Here we're plotting all of the edge weights in the graph. Black lines between points denote affinities close to 1; fainter lines represent values closer to 0. (Affinity is a measure of similarity between points. The higher the affinity is, the more similar the points are. Two points that are the same will have affinity equal to 1.) Drawing every line is slow, so we're only dealing with a few points.

In [0]:
G = gt.Graph(data, knn=5)

# This code draws the nodes of the graph
ax = scprep.plot.scatter2d(data, c=group, 
                           xlabel='x0', ylabel='x1',
                           title=dataset_name, figsize=(8,6),
                           legend=False)

# This block of code draws lines between each point and its neighbors
for i in range(data.shape[0]-1):
    for j in range(i+1, data.shape[0]):
        affinity = G.kernel[i,j]
        if affinity > 0:
            ax.plot(data[[i,j],0], data[[i,j],1],
                    color='black', alpha=affinity, zorder=0)
    
ax.set_aspect(1)
plt.tight_layout()

### See how changing graph parameters affects connectivity

In [0]:
G = gt.Graph(data, knn=10)

# This code draws the nodes of the graph
ax = scprep.plot.scatter2d(data, c=group, 
                      xlabel='x0', ylabel='x1',
                      title=dataset_name, figsize=(8,6),
                      legend=False)

# This block of code draws lines between each point and its neighbors
for i in range(data.shape[0]-1):
    for j in range(i+1, data.shape[0]):
        affinity = G.kernel[i,j]
        if affinity > 0:
            ax.plot(data[[i,j],0], data[[i,j],1],
                    color='black', alpha=affinity, zorder=0)
    
ax.set_aspect(1)
plt.tight_layout()

### Exercise - graph parameter tuning

In this exercise, we are going to practice learning a graph from synthetic data and see how changing parameters about the data and the graph parameters change the results of the graph.

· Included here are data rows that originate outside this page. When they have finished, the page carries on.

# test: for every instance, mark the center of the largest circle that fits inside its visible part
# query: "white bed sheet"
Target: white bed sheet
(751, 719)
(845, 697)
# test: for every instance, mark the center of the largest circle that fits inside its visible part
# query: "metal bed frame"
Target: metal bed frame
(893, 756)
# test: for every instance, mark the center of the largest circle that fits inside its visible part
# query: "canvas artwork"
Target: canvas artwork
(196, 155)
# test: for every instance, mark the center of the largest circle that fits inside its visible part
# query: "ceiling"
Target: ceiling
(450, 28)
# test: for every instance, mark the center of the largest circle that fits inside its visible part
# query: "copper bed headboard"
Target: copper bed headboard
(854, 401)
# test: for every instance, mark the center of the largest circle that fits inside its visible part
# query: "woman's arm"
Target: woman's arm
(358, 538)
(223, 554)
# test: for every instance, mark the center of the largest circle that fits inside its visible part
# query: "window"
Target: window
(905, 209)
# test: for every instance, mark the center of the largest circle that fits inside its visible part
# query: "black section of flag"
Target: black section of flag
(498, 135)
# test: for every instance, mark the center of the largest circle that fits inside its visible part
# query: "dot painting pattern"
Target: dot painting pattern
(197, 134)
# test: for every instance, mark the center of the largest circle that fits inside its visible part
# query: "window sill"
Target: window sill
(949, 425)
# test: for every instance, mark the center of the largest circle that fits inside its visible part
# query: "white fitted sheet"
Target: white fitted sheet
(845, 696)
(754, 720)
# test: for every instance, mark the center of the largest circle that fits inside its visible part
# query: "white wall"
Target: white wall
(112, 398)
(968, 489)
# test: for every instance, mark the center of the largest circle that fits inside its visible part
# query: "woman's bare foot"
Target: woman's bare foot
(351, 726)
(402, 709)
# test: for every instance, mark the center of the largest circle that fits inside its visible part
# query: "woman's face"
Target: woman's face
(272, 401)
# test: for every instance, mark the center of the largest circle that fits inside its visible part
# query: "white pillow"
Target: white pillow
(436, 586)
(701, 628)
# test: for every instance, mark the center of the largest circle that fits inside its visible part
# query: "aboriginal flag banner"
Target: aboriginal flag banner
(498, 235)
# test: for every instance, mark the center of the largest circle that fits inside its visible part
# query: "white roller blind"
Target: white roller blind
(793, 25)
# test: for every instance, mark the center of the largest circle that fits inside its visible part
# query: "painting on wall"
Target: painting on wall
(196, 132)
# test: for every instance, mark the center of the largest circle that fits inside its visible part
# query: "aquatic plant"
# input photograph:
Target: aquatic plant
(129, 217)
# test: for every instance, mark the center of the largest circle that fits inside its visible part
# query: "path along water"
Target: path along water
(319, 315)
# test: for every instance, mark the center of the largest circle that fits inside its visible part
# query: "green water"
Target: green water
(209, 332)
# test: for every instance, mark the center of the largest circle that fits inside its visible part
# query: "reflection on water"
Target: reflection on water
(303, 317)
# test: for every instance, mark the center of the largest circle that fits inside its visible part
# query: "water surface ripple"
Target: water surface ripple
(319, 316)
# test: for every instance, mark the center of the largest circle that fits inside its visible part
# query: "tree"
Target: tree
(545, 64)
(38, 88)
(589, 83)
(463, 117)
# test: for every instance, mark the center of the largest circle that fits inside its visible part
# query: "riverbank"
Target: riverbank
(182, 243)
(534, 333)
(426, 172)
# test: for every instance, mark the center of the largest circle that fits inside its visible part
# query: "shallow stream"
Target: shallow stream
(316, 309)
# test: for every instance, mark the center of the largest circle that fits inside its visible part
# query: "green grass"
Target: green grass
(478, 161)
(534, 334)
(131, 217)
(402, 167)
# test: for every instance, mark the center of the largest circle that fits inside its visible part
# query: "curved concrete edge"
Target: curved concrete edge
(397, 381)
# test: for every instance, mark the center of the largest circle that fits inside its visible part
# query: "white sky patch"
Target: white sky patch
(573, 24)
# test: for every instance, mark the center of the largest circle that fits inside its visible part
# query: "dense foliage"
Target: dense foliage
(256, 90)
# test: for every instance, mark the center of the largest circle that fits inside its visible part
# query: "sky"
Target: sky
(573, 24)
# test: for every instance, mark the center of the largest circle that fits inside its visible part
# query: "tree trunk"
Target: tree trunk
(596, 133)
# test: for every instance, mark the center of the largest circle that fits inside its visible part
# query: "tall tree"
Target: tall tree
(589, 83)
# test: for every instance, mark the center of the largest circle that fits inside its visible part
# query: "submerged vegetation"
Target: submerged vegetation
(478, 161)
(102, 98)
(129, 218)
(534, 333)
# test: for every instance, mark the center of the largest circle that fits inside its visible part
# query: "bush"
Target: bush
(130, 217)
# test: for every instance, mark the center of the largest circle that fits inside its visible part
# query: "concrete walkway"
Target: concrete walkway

Each individual per group should:
1. Pick a dataset (each person should select a different one and not the `blobs_regular`)
2. Copy the code into the following cell
3. Change the parameters for learning the graph (`knn`)
4. Plot the data and determine if the graph looks good (i.e. groups are not connected)
5. Duplicate the code block
6. Change the data generation parameters(`n_samples` and `noise`)
7. Change the graph parameters until you are satisfied with the new graph

Consult the following link for more information about dataset parameters: https://scikit-learn.org/0.16/datasets/index.html#sample-generators

**Note: if you create a graph with too many connections, drawing all the edges will be very slow!**

In [0]:
# =======
# Copy + paste the code for generating your chosen dataset below here





#========

G = gt.Graph(data, knn=10)


# ======
# Plotting the graph
# ======

# This code draws the nodes of the graph
ax = scprep.plot.scatter2d(data, c=group, 
                      xlabel='x0', ylabel='x1',
                      title=dataset_name, figsize=(8,6),
                      legend=False)

# This block of code draws lines between each point and its neighbors
for i in range(data.shape[0]-1):
    for j in range(i+1, data.shape[0]):
        affinity = G.kernel[i,j]
        if affinity > 0:
            ax.plot(data[[i,j],0], data[[i,j],1],
                    color='black', alpha=affinity, zorder=0)
    
ax.set_aspect(1)
plt.tight_layout()

### Discussion
1. If you add noise, how does that affect your choice of `knn`?
2. If you add points, how does that affect your choice of `knn`?
3. Which dataset in your group was the easiest learn a graph from?